Logo ao princípio do relato aparecem os discípulos e uma grande multidão, e, mais a frente, “muitos”; todos eles constituem personagens colectivos. Os personagens individuais, por outro lado, são: Bartimeu e Jesus. Estes são os protagonistas, enquanto os colectivos são secundários. Os “muitos”, por exemplo, são personagens planos, pois se reduzem ao único traço de reprovação perante o comportamento do cego. Bartimeu, pelo contrário, é redondo: no v. 46 ele aparece sentado e mendigando, mas depois dá-se uma evolução e, no v. 50 deixa o pouco que tinha, a sua capa, e, levantando-se, vai até Jesus. No v. 52, finalmente, Bartimeu recupera a vista e segue Jesus no caminho. Jesus também é apresentado como personagem redondo, pois num primeiro momento parece não dar ouvido à súplica do cego, mas depois acaba por escutar e curar Bartimeu.
Na primeira parte Bartimeu é o emissor da sua súplica, sendo Jesus o destinatário.
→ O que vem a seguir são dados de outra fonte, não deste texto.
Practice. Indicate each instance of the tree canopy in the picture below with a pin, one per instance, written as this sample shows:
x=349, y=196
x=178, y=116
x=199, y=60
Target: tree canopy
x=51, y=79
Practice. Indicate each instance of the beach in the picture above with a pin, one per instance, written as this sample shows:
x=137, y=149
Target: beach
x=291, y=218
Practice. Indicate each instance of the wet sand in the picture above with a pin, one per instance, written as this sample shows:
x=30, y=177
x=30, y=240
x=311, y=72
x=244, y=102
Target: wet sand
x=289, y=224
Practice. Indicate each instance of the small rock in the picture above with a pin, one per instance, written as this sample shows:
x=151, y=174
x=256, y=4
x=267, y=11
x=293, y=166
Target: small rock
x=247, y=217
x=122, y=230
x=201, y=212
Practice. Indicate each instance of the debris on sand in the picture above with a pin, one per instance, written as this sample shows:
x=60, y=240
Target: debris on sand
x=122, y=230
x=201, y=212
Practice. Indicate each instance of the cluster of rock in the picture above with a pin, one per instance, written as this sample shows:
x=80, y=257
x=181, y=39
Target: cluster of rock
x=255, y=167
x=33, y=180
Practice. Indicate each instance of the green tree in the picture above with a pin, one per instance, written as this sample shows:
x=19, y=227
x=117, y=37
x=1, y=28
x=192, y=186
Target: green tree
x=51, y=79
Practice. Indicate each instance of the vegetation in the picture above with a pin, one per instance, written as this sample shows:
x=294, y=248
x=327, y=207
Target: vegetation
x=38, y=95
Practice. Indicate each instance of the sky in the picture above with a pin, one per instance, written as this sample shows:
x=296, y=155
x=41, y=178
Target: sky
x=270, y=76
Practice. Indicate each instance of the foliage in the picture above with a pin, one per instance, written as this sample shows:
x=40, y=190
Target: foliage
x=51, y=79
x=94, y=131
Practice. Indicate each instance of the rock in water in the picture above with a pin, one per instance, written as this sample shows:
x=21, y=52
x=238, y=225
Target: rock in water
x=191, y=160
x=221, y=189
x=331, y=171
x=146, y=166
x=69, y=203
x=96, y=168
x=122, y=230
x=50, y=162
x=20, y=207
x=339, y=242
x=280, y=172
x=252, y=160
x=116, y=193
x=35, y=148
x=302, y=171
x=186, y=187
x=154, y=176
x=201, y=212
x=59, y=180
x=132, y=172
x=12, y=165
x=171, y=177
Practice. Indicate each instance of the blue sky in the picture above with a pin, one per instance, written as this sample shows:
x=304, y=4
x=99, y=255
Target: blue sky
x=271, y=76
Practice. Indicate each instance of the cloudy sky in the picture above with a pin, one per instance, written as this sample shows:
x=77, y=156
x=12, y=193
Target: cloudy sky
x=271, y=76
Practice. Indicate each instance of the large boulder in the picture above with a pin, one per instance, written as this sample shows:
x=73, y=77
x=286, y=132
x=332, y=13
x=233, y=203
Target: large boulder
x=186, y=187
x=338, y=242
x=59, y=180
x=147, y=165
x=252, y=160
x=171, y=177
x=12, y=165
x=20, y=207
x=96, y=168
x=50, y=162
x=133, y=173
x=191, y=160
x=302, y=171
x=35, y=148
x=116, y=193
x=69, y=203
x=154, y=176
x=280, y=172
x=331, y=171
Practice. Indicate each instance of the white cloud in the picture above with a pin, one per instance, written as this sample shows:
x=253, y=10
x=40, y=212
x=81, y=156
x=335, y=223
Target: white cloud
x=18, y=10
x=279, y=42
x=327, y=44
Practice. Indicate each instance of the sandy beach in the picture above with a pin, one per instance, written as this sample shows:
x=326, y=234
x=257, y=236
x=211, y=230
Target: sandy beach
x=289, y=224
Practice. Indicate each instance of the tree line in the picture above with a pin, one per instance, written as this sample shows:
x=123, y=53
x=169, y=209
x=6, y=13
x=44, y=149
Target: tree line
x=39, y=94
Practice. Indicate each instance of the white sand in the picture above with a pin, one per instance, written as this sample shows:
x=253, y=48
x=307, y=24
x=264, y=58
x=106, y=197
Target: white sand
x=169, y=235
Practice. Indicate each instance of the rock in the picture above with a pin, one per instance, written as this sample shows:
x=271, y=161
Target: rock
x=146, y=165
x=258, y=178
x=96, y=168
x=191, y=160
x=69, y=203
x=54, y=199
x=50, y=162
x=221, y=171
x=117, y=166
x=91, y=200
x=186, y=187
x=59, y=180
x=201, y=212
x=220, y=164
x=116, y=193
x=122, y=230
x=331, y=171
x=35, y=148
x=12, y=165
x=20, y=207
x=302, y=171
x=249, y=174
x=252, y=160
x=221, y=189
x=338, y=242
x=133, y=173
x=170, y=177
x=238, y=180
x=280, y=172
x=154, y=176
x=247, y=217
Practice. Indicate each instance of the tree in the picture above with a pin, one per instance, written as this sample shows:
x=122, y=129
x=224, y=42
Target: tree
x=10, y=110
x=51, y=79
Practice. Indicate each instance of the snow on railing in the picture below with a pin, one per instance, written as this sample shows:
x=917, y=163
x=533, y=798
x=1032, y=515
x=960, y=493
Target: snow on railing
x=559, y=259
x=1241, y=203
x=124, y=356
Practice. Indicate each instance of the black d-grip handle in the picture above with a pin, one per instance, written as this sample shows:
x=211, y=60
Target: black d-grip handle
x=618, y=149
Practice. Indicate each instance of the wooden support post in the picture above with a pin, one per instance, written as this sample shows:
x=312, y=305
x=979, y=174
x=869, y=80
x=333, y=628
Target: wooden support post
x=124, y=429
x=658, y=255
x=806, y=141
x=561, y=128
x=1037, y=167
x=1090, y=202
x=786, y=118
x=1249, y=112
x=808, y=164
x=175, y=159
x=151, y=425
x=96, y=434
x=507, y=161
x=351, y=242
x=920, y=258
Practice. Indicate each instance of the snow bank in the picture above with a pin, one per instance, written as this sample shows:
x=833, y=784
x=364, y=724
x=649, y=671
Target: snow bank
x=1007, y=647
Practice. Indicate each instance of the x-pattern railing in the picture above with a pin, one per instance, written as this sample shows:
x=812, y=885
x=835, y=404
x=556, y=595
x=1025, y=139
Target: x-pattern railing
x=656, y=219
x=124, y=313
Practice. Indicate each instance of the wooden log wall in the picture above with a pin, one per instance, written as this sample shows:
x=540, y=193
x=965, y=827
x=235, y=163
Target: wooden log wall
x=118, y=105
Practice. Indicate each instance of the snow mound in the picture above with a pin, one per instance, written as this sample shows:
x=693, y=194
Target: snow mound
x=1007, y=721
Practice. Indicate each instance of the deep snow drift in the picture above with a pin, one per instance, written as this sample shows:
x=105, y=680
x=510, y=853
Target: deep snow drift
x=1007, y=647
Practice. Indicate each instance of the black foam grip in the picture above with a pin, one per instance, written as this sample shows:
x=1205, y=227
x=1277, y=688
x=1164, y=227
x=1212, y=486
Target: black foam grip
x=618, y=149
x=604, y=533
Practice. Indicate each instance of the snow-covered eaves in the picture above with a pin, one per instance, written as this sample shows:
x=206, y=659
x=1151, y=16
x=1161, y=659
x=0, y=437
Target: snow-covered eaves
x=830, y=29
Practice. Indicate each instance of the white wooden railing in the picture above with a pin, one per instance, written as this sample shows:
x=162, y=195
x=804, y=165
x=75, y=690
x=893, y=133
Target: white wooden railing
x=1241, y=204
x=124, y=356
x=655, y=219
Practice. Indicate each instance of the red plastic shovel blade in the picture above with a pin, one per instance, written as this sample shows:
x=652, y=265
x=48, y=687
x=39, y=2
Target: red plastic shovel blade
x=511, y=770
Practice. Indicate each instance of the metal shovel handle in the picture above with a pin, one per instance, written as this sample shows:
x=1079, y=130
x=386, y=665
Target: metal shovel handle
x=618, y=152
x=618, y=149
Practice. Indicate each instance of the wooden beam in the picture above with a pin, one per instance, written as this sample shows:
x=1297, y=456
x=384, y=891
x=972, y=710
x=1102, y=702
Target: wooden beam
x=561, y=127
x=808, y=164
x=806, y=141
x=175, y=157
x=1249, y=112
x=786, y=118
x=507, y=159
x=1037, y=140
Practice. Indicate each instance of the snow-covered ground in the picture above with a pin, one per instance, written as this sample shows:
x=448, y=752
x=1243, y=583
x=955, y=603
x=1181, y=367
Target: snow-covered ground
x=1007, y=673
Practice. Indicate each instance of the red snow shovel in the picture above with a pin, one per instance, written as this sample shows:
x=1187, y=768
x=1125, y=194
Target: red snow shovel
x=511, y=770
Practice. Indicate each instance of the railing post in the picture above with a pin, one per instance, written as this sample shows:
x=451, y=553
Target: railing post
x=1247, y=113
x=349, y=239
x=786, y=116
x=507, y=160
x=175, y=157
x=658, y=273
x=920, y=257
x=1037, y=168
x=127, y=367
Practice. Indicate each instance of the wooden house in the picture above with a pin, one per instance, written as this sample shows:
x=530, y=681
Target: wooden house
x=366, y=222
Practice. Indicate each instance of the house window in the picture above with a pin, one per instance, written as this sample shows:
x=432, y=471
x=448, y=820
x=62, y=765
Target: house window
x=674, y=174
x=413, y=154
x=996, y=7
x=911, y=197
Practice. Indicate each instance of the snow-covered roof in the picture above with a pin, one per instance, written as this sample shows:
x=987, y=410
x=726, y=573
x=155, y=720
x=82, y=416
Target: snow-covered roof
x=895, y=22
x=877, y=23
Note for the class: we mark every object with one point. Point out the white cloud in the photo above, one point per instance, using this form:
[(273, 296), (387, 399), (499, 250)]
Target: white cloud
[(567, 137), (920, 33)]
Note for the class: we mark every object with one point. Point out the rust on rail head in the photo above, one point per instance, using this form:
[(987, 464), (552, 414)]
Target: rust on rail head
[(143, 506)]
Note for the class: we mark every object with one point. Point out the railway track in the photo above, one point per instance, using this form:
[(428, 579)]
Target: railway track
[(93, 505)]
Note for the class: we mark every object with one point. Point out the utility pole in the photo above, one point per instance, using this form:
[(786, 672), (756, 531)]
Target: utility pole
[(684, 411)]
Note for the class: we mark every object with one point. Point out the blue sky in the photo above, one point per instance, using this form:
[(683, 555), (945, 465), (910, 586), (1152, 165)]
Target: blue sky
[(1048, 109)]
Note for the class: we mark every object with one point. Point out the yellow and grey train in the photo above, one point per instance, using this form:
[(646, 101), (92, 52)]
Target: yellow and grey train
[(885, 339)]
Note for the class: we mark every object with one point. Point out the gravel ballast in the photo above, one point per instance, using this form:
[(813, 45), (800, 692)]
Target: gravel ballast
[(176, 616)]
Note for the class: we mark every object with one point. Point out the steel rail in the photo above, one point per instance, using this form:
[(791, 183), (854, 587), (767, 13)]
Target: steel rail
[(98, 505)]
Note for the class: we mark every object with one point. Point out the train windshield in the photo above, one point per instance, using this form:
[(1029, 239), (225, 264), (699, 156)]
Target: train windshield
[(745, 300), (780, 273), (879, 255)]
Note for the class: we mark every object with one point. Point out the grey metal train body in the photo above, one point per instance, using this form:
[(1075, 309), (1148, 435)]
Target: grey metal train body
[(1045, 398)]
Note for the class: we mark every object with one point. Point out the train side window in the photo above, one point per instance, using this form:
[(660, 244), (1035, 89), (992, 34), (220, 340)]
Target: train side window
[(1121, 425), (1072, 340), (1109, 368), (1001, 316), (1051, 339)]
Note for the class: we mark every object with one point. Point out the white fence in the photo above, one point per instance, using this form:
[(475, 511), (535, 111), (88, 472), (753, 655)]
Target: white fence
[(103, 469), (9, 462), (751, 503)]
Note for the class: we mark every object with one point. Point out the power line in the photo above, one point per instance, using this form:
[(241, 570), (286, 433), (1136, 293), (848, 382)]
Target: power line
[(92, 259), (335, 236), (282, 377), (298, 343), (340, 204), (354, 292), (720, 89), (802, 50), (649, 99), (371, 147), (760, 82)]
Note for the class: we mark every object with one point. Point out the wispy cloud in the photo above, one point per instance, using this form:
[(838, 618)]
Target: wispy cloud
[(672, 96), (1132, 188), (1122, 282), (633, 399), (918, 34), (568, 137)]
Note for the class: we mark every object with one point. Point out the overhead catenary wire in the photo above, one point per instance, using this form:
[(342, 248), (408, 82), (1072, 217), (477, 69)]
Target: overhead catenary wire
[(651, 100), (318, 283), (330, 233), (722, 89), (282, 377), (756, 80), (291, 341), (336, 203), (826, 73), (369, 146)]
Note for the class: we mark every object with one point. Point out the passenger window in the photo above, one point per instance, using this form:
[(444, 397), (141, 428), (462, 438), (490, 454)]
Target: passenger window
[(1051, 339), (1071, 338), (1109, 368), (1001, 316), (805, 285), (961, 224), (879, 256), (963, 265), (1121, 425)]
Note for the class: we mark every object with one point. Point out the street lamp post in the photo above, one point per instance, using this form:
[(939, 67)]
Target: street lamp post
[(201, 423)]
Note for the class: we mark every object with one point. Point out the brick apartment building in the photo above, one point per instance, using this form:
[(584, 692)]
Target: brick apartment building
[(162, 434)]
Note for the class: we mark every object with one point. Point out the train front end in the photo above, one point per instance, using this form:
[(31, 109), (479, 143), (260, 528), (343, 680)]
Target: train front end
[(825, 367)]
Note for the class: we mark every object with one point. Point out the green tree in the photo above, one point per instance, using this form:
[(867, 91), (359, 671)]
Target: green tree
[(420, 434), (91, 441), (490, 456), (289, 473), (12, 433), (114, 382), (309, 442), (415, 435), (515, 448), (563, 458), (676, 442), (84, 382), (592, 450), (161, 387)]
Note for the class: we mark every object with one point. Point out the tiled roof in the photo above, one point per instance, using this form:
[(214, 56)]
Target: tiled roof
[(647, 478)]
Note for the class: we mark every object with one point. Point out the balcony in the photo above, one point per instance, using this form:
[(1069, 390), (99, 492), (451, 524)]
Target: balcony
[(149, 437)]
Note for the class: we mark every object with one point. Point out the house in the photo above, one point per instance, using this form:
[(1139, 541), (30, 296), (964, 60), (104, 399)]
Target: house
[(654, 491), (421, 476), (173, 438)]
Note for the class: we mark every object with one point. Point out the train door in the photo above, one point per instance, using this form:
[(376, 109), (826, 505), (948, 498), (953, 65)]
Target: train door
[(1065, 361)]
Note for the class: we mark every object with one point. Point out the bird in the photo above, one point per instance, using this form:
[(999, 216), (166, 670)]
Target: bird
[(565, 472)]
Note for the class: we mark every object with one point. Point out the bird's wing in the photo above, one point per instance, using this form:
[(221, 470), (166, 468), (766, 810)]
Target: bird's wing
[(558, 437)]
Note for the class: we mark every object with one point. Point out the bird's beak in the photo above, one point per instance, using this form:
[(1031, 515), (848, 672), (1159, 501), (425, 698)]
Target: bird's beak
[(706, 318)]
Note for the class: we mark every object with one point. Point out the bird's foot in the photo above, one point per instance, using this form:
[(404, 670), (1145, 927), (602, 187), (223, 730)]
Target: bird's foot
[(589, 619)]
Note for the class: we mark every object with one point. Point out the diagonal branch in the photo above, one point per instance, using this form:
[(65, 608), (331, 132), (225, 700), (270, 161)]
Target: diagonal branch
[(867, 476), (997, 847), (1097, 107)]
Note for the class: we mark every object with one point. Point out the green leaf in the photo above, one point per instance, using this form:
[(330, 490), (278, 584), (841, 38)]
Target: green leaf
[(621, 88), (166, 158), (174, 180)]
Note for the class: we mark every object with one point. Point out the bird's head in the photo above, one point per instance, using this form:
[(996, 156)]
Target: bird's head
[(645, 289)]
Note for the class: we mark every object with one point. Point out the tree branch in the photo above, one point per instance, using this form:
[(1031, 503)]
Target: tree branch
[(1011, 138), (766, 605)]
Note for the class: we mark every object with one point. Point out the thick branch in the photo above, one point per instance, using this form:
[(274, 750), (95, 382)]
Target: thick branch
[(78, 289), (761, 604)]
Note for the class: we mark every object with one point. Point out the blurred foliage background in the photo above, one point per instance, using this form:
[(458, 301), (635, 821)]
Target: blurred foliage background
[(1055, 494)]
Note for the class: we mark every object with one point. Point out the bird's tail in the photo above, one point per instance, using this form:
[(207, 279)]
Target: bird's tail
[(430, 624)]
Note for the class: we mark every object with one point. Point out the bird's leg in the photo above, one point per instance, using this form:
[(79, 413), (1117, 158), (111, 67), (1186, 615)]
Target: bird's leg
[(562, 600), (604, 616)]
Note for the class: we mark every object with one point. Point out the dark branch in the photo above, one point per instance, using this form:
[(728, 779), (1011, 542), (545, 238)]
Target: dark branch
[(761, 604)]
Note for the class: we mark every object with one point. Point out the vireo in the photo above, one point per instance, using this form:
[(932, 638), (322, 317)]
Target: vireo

Depois Jesus passa a ser emissário, primeiro respeito aos discípulos e depois falando a Bartimeu. Os discípulos também, por sua vez, tornam-se emissários, chamando o cego, e são adjuvantes de Jesus. A multidão, pelo contrário, ocupa o papel de oponente. Bartimeu é sujeito, por um lado, mas também objecto da acção transformadora, cujo sujeito é Jesus.
O narrador constrói os personagens através o seu agir (showing).
A passagem de Jesus provoca uma transformação na vida de Bartimeu, que o levanta da sua miséria. Mas isto acontece em dois momentos: primeiro o cego grita a Jesus, permanecendo sentado; só depois de ter sido chamado pelos discípulos ele se levanta, deixando a sua capa. Bartimeu corta, assim, radicalmente com o seu passado de mendigo. Ele é claramente um personagem simpático, como os discípulos, enquanto os que repreendem o cego tornam-se antipáticos.
O v. 46 caracteriza-se por uma focalização externa, excepto o grau zero “filho de Timeu”. Todo o resto do relato só tem uma focalização externa e não aparece nenhuma focalização interna.

Enquadramento

Temporal. A cronologia tem um valor simplesmente factual. No v. 52 aparece um traço típico de Marcos, quando diz: “No mesmo instante”, pois ele é o evangelista da aceleração.
Espacial. Este aspecto é central neste relato. No v. 46 encontramos o dado espacial de Jericó, que se inscreve num esquema político: “ao sair de Jericó” indica que Jesus está perto de Jerusalém, onde será glorificado. Também as duas referências ao “caminho” são fundamentais, pois este relato faz parte da sequência chamada “do caminho”, em que o evangelista sublinha que Jesus está a caminho de Jerusalém.

A temporalidade

O relato desenvolve-se em cenas, mas acaba com um sumário: «No mesmo instante ele recuperou a vista e seguia-o no caminho».